Chief Boatswain’s Mate Charlie Kinsey arrived at the dock with his jaw dropped down. He walked forward and squinted at the ship’s nameplate, then called down to Chief Gunner’s Mate Merle Picking, who already was checking out his “main battery,” the three-pounder.

“I’ve got orders to the Lanikai ,” said Kinsey in a thick Georgia drawl, “but this cain’t be it!

The President’s message, carrying highest-secrecy classification and precedence, had said his order was to be executed “as soon as possible and in two days if possible.” So ready or not, on the forenoon of December 7—still December 6 in the United States—I reported for final instructions. “Open these orders when you are clear of Manila Bay,” said Slocum. “I can say for your ears only that you are headed for Indochina. If you are queried by the Japanese, tell them you’re looking for the crew of a downed plane.”

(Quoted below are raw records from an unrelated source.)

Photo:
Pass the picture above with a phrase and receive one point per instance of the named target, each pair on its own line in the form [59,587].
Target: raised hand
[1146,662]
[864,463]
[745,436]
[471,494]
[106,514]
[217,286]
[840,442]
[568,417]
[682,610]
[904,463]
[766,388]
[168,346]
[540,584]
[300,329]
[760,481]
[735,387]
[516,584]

Lanikai’s radio receiver worked, I reported, but the transmitter did not. The water supply concerned me, too. Aboard a ship designed for a crew of five there were nineteen. “You have a set of international signal flags, don’t you?” said Slocum ironically. “If you run short of water, signal any passing Japanese man-of-war for some.” Lanikai sailed the fifteen miles out to Manila Bay’s entrance that afternoon and anchored, awaiting dawn to transit the minefield channel. Her crew, worn out from frantic last-minute preparations for sea, found their bunks early. Topside, in the soft tropical night, I watched the hundreds of lights twinkling in the clear air over the great fortress of Corregidor, “The Rock,” bulking huge and black nearby. Tomorrow those sealed orders would be torn open and the great adventure revealed.